Zu den „Anpassungen“ zählt er die Korrektur des europapolitischen Programms: „Wir sind nach wie vor der Meinung, dass die EU total umgestaltet werden muss.“ Aber nicht mehr, oder wenigstens nicht sofort, mit einem „Frexit“, einem Austritt aus der EU, sondern durch den Druck zur Veränderung von innen. Le Pen zählt dabei auf die Mitgliedsländer im Osten – Briffaut erwähnt Ungarn, Polen und die baltischen Staaten –, die „aus diversen Gründen innerhalb der Gemeinschaft sagen, so könne es nicht weitergehen“. Seine Partei und EU-Fraktion stehe mit der Kritik nicht mehr isoliert da.
„Heute erscheint es uns möglich, die EU von innen zu reformieren, weil sich die EU selber verändert hat.“ Er wünscht sich, dass jedes Land seine Identität und Interessen wahren könne, also „ein lockeres Europa, das nicht stur um jeden Preis alles regulieren will“. Doch es gebe auch einen Plan B: „Wir schließen ein Referendum über einen Austritt nicht aus, wenn es uns nicht gelingt.“ Europa dürfe nicht länger ein „Vasall der USA“ bleiben.
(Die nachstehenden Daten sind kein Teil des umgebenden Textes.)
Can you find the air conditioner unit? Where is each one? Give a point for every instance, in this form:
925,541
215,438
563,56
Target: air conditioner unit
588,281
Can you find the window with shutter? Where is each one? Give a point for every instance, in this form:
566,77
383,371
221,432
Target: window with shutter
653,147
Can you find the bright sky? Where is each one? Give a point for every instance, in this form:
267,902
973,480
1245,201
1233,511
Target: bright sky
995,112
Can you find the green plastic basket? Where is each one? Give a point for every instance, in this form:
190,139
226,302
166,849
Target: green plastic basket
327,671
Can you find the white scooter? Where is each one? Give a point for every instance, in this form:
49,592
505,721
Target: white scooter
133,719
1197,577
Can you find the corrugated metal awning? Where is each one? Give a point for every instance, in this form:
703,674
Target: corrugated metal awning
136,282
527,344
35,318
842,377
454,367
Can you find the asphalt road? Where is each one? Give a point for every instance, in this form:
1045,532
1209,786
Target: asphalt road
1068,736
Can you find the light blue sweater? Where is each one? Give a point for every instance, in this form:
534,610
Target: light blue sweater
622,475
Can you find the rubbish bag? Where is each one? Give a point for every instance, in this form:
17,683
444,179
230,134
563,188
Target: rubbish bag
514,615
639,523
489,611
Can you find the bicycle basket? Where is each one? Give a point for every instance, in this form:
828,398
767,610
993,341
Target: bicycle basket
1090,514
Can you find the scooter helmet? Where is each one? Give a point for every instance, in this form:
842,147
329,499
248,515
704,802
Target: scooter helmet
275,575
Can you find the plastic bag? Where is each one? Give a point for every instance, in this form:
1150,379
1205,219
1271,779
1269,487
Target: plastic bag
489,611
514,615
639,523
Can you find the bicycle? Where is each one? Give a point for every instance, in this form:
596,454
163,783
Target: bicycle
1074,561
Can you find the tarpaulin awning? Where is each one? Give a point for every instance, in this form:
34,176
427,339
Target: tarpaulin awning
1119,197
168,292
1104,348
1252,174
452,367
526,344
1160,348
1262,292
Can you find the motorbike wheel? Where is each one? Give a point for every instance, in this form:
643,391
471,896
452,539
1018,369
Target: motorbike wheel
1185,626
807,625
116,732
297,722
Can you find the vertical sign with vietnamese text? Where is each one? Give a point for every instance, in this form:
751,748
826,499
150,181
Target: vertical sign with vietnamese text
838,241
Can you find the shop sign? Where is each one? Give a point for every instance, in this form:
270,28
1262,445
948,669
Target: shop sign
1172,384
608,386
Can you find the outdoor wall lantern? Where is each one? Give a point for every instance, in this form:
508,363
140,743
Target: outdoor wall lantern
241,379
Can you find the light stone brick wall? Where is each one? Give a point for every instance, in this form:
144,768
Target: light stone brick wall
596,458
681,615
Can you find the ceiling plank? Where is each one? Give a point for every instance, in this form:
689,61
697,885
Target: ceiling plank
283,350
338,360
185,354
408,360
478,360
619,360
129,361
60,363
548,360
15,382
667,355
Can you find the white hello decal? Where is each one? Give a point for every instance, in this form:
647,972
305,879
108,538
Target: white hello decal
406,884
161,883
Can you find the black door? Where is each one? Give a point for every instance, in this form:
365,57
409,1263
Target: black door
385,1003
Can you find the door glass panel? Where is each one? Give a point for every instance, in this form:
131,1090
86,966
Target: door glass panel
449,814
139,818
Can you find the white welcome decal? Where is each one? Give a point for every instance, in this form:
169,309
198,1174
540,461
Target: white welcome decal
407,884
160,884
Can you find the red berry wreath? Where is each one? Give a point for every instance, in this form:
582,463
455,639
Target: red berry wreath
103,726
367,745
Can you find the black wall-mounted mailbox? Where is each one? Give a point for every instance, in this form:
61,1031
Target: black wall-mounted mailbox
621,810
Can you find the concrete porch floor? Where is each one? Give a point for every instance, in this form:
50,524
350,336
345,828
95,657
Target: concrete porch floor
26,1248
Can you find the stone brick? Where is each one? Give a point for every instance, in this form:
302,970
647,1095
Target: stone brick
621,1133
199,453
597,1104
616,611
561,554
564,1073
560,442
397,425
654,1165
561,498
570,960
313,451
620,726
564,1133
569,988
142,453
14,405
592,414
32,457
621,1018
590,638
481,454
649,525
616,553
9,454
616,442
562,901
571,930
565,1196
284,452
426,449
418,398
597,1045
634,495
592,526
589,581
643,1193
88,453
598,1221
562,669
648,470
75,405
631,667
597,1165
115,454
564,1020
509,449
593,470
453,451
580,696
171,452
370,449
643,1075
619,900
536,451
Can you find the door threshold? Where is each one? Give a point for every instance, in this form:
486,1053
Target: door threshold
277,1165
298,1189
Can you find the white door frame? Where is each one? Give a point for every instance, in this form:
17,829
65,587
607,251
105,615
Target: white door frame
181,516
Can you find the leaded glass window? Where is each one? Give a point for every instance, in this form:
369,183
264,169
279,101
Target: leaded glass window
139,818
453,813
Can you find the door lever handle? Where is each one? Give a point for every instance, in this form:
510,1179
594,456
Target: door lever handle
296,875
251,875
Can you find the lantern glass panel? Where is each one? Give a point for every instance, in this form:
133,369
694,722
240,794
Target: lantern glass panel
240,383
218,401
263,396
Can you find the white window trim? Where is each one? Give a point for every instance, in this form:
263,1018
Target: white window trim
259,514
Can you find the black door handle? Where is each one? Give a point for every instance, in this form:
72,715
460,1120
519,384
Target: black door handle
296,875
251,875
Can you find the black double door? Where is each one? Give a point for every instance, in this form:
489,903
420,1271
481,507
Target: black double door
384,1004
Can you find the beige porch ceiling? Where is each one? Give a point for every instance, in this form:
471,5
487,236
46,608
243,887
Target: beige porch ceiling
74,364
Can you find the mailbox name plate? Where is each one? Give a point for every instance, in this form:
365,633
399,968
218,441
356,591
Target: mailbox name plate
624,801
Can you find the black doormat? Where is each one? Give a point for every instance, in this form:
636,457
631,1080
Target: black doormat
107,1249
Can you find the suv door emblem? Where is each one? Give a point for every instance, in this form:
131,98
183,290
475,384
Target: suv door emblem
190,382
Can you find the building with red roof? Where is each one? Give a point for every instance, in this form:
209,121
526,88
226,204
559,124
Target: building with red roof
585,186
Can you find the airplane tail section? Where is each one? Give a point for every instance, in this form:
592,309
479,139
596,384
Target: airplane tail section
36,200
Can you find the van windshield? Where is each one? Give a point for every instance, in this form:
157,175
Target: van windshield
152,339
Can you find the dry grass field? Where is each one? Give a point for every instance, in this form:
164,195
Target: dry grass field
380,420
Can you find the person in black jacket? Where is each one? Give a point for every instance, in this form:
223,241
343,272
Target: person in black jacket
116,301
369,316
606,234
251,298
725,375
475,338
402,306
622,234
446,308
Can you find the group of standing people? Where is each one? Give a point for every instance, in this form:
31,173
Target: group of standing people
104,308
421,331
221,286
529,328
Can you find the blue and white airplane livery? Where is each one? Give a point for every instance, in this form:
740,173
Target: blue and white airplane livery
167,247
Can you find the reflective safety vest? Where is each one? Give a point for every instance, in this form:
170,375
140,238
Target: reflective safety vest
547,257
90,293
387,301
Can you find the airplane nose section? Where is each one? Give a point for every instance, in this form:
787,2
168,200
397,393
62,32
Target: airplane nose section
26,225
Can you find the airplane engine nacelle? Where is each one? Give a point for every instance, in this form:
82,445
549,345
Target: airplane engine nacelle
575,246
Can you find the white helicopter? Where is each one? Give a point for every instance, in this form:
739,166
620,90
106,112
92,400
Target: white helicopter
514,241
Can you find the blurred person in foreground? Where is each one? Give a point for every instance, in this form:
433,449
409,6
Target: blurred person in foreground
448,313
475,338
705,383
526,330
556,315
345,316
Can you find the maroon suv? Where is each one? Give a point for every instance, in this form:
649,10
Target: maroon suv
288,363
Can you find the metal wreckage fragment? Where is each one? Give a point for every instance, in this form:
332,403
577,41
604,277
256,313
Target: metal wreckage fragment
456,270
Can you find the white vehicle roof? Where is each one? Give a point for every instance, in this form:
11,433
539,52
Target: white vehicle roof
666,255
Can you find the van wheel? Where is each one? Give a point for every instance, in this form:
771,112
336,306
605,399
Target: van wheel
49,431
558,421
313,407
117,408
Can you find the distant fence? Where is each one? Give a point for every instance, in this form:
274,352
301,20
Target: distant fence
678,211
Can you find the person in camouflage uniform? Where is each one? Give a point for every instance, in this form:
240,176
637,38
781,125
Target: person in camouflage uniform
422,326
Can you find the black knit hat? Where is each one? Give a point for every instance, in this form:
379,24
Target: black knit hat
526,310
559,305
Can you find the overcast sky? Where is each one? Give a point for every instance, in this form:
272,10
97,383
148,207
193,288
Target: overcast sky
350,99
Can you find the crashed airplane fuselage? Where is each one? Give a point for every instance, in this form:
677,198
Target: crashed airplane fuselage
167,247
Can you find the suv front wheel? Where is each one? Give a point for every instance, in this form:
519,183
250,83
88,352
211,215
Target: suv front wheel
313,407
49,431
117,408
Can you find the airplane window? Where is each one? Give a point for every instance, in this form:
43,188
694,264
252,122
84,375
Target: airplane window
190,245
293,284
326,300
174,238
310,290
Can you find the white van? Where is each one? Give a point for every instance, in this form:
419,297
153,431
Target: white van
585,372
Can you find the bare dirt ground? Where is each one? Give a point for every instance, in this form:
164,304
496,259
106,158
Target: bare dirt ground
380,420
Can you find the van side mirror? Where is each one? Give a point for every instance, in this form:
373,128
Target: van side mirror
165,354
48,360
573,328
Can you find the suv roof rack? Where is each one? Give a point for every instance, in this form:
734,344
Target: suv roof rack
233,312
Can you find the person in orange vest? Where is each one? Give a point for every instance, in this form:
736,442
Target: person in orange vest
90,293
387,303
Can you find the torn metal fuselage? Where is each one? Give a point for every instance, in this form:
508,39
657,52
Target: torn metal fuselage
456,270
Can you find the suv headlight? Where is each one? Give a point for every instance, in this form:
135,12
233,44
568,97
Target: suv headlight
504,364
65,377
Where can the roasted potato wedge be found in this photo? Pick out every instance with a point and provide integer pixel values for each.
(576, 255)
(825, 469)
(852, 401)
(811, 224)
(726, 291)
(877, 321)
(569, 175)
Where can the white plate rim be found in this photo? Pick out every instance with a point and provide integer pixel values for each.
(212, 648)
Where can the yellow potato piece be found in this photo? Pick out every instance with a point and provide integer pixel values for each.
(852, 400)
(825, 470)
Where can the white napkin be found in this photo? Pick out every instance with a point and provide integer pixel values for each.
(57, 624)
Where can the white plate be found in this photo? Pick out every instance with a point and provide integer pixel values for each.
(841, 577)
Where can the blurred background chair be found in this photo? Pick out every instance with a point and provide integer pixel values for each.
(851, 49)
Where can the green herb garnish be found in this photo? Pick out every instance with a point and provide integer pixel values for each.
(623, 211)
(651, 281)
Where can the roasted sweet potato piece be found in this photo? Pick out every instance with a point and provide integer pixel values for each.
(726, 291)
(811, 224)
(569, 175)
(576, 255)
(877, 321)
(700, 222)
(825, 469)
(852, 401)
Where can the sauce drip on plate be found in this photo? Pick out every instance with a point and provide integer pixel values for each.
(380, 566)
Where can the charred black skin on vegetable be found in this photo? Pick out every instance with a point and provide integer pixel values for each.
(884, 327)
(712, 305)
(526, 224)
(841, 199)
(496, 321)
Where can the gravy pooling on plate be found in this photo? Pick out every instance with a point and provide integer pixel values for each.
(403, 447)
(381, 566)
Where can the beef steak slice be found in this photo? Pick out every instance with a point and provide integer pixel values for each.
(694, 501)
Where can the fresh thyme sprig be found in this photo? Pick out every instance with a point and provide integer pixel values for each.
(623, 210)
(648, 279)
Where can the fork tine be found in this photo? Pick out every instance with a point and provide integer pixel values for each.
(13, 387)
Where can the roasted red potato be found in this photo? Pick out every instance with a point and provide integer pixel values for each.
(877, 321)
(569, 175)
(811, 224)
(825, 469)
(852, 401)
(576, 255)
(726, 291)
Die Vereinigten Staaten hätten „alles getan, um Europa von Russland zu trennen. Seit dem Fall der Mauer wurde Russland in die Position gedrängt, in der es sich heute befindet. Das heißt nicht, dass Putin nicht am Krieg schuld wäre. Aber der Westen hat auch seine Verantwortung, namentlich die USA, die alles tun, damit wir schwach und von ihnen abhängig bleiben. Das ist ihnen in meisterlicher Art gelungen: Sie haben Putin zu seinem Fehler verleitet, und er ist in die Falle gegangen.“
Die Erweiterung der Nato sei eine Provokation gewesen, die Putin nicht habe hinnehmen können. Das erkläre seinen unglaublichen „Fehler“ – von Krieg spricht Briffaut nicht. Im Übrigen habe es Marine Le Pen begrüßt, dass Präsident Macron den Kontakt zu Putin nie abgebrochen hat. Ein Grund für die Wählersympathien sei es, dass sie nicht einfach eine „Anti-Macron-Kampagne“ gemacht habe.
Der Bürgermeister redet gern über die Geschichte seiner Stadt. Nicht so gern aber über ein bestimmtes Kapitel: Briffaut dementiert, dass er hier eine schon angekündigte Gedenkfeier zur Abschaffung der Sklaverei verhindert habe. Ausgerechnet in der Stadt, in der Alexandre Dumas’ Vater, Frankreichs erster afrokaribischer und dunkelhäutiger General, 1806 in Napoleons Ungnade gefallen, starb. Er habe sich bloß geweigert, an einem von „Vereinen aus Paris“ als „Provokation“ organisierten Event von politischen Gegnern teilzunehmen.
Ein anderes Kapitel der Geschichte liegt ihm dagegen am Herzen. In Villers-Cotterêts hatte nämlich 1539 König François I. ein Dekret unterzeichnet, das Französisch zur Amtssprache erklärte. Briffaut freut sich, dass Präsident Macron das Schloss in seiner Stadt renovieren ließ, in dem in Erinnerung daran ein zukünftiges Centre International de la Langue française (CLIF) entstehen soll, zur „Grandeur“ der französischen Sprache und Kultur. Einweihen wird es, so hofft Briffaut, dann aber eine andere Präsidentin: Marine Le Pen. „Wir haben gute Chancen“, sagt Briffaut und lacht.